Lo que se rompe no es el código, sino el envase. El resultado concreto que describe GS1 UK: los vendedores que empezaron con números de origen equivocado tuvieron después que renumerar toda la gama y rehacer el embalaje, y por el camino perdieron el histórico de ventas y las reseñas de producto (GS1 UK). Cuando hay que reconstruir una ficha desde cero, el histórico acumulado se reconstruye desde cero también.

La regla que se deduce, en una línea: empezar con códigos internos es reversible; empezar con el número equivocado, no. Aplazar el alta mientras no la necesita no entraña riesgo; el día que la necesite obtiene un prefijo y añade un campo más junto a sus códigos internos. Pero si hoy imprime un número de origen equivocado en un producto que va al lineal, la vuelta atrás pasa por el envase.

Qué código imprimimos nosotros

Hay un punto de este artículo en el que toca ser francos, porque no tenemos ningún “módulo GTIN” que vender: Smartifie Logistic no asigna ni genera un GTIN para su producto, ni tramita el alta ante GS1 por usted. La ficha de artículo de la aplicación ni siquiera tiene un campo para el número de producto.
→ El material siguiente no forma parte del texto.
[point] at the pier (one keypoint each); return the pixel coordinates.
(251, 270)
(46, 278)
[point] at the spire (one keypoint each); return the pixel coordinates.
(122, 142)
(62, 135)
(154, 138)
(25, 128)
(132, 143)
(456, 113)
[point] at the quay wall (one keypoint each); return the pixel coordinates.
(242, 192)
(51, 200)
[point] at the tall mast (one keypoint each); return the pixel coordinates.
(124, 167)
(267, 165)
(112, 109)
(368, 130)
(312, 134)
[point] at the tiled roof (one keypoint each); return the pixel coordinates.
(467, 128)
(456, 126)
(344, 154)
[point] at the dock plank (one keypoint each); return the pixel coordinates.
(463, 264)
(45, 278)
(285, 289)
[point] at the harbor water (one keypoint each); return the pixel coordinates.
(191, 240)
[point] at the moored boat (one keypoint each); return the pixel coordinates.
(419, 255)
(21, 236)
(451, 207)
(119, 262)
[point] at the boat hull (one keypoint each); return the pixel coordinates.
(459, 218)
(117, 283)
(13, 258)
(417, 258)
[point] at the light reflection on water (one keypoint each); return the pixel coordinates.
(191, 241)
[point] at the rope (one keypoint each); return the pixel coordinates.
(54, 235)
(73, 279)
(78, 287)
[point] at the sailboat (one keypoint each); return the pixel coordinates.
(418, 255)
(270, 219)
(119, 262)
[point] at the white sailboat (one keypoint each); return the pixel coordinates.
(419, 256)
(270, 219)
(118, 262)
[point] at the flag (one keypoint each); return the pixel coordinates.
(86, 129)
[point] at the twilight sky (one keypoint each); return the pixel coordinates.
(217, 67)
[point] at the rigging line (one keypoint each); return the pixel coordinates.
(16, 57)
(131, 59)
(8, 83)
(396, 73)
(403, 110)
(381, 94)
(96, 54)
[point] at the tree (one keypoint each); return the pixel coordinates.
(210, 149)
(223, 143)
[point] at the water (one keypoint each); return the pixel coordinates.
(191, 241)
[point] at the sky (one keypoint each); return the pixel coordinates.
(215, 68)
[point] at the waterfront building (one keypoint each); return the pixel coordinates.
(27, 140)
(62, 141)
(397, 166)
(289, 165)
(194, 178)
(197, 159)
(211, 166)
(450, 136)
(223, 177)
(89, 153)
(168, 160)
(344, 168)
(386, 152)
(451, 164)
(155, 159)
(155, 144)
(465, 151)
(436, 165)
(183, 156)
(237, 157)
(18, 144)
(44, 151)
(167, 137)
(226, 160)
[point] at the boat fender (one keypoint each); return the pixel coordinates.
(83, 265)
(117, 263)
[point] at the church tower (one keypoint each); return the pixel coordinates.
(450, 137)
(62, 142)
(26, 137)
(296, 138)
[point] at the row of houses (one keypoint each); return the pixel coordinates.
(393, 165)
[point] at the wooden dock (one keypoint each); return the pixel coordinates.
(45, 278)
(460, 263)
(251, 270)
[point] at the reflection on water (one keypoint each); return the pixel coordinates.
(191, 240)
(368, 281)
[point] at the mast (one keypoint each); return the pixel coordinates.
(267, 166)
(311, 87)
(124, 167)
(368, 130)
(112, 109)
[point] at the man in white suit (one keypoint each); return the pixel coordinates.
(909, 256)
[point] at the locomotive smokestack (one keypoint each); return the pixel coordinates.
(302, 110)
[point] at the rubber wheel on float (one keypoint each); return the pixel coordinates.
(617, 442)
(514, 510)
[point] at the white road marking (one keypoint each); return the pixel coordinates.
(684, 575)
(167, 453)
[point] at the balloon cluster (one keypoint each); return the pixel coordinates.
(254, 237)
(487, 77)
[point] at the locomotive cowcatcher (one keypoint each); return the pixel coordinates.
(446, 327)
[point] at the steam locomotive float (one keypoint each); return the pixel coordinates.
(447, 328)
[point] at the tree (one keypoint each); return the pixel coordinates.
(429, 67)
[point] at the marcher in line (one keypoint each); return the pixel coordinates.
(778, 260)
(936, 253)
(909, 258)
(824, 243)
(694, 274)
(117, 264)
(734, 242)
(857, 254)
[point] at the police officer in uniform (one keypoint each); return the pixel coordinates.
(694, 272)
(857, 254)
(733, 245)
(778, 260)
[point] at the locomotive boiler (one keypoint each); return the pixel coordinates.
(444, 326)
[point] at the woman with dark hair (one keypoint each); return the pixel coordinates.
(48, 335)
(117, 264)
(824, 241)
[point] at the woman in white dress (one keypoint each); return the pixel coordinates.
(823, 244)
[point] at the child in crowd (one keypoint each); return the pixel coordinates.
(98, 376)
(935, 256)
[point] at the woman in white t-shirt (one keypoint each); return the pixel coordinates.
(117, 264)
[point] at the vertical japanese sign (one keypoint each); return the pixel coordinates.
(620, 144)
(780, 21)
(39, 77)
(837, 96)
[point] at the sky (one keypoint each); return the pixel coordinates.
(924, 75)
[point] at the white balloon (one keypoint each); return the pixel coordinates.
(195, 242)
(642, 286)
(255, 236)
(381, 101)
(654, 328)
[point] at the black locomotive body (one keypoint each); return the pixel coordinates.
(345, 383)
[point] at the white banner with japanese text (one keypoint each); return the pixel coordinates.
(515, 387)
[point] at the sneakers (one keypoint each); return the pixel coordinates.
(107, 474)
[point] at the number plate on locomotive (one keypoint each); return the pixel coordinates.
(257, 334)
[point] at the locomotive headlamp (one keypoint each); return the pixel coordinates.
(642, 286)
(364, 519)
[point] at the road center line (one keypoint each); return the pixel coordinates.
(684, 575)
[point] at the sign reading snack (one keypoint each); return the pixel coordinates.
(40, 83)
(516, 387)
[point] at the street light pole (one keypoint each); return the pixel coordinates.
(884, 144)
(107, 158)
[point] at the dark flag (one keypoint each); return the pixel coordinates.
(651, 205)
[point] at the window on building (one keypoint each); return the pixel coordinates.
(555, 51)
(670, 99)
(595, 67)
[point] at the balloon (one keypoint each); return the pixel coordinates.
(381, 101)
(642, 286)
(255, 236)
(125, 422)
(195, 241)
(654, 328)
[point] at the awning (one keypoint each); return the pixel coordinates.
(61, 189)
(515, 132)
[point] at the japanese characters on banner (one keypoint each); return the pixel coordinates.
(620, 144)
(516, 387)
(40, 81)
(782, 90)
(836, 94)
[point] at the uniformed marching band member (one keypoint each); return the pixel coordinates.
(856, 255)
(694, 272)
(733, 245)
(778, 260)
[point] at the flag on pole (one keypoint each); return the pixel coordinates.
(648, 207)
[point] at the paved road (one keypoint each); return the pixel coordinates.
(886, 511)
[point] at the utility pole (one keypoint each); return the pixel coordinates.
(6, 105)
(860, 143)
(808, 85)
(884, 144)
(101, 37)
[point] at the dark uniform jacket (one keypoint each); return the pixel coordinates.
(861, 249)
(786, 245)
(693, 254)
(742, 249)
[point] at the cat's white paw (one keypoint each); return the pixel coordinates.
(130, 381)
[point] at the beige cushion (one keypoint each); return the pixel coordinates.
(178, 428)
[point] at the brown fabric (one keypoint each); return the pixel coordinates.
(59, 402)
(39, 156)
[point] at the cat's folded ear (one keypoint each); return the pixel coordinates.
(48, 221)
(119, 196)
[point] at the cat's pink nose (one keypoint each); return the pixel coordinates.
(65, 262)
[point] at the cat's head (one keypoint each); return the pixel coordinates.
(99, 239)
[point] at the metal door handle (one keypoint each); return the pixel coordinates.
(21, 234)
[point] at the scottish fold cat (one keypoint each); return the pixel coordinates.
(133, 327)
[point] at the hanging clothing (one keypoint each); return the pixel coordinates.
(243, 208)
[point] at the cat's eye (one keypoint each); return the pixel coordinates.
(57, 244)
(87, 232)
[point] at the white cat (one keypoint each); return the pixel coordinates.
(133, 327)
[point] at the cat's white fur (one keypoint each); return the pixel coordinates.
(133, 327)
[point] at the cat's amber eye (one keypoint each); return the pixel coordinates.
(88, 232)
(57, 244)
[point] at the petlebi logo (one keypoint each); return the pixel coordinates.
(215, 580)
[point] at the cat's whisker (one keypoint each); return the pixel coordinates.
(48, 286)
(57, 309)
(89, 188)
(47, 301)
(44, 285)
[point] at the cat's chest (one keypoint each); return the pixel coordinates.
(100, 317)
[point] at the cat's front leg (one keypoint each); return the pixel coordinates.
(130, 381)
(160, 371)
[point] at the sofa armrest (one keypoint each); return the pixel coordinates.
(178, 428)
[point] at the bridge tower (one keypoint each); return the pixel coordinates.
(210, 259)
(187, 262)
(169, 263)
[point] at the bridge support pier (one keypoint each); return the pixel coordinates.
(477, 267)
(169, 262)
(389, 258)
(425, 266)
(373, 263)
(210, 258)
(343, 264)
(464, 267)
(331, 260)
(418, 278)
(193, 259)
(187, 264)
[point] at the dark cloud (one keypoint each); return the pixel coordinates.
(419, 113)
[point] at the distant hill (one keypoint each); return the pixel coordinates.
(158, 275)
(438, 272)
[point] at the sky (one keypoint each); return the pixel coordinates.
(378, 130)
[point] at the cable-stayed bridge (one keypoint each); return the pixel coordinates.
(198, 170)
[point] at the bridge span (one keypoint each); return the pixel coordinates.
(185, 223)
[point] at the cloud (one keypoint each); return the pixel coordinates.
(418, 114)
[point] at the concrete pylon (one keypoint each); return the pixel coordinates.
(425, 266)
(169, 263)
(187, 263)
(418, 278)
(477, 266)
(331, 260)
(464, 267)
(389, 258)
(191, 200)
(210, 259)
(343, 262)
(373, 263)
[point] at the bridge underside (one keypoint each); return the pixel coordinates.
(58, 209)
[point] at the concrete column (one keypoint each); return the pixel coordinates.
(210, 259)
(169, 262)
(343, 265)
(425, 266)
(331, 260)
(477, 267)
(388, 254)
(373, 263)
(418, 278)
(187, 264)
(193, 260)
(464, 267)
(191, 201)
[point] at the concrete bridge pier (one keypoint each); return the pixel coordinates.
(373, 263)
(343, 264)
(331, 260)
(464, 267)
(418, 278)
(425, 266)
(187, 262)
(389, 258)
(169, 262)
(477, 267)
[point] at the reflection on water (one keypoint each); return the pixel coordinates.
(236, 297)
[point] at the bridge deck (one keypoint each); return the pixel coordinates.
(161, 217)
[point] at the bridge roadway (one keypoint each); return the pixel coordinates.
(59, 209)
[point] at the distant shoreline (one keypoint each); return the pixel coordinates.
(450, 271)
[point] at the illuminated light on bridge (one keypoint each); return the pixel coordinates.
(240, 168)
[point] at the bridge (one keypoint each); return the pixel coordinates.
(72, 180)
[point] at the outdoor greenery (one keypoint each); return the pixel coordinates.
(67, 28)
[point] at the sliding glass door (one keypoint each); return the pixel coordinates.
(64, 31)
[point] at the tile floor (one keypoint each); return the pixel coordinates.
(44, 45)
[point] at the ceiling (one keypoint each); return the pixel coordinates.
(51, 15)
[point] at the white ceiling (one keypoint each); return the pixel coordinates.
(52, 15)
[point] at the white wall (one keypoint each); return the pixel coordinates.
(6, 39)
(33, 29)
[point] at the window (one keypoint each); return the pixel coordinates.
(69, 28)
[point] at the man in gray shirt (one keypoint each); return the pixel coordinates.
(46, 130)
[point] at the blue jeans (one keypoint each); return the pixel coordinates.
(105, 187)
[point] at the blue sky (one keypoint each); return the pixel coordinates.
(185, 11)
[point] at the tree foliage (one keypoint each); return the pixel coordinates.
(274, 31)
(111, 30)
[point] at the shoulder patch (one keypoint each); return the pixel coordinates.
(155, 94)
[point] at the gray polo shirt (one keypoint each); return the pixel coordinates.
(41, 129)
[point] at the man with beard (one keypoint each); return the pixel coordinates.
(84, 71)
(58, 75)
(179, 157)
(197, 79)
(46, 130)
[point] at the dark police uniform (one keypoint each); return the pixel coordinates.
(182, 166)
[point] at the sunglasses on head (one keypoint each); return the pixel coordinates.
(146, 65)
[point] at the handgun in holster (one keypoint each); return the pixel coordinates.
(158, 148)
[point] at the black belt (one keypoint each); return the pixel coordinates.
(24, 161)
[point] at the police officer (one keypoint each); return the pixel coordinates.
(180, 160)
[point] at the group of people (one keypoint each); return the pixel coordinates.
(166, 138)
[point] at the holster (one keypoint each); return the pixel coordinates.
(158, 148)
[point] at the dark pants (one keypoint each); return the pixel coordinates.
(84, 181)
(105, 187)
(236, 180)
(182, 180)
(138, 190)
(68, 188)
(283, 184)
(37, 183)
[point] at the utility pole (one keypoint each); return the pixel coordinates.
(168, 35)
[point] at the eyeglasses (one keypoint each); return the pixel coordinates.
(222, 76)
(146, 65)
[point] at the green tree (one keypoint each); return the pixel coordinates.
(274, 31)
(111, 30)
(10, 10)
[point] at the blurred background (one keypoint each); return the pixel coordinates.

El número de producto lo obtiene usted de GS1; nosotros ni somos intermediarios ni somos una alternativa.

El código que imprimimos está de lleno en la segunda rama: una identidad de bulto derivada del registro de expedición. Combina el número de pedido, la línea, el código de artículo, la configuración, la cantidad y el orden del bulto; el resultado es un código interno propio de ese envío, impreso como Code 128. Nuestro propio producto es, por tanto, un ejemplo literal de la rama “haga su propio código” que describe este artículo.

El verdadero trabajo de ese código no acaba al imprimir la etiqueta: cobra sentido cuando se lee durante la carga y queda registrado qué caja subió realmente al camión. Ese eslabón lo tratamos aparte: el control de carga con lector.

Para cerrar, volvamos a la pregunta inicial. Para un trabajo puntual —unas etiquetas, una prueba, un código interno— basta con la herramienta gratuita de este sitio. Para envíos que se repiten, el código tiene que salir de un registro, y eso es lo que hace la aplicación. Una vez que sabe en qué rama está, elegir entre las dos es sencillo.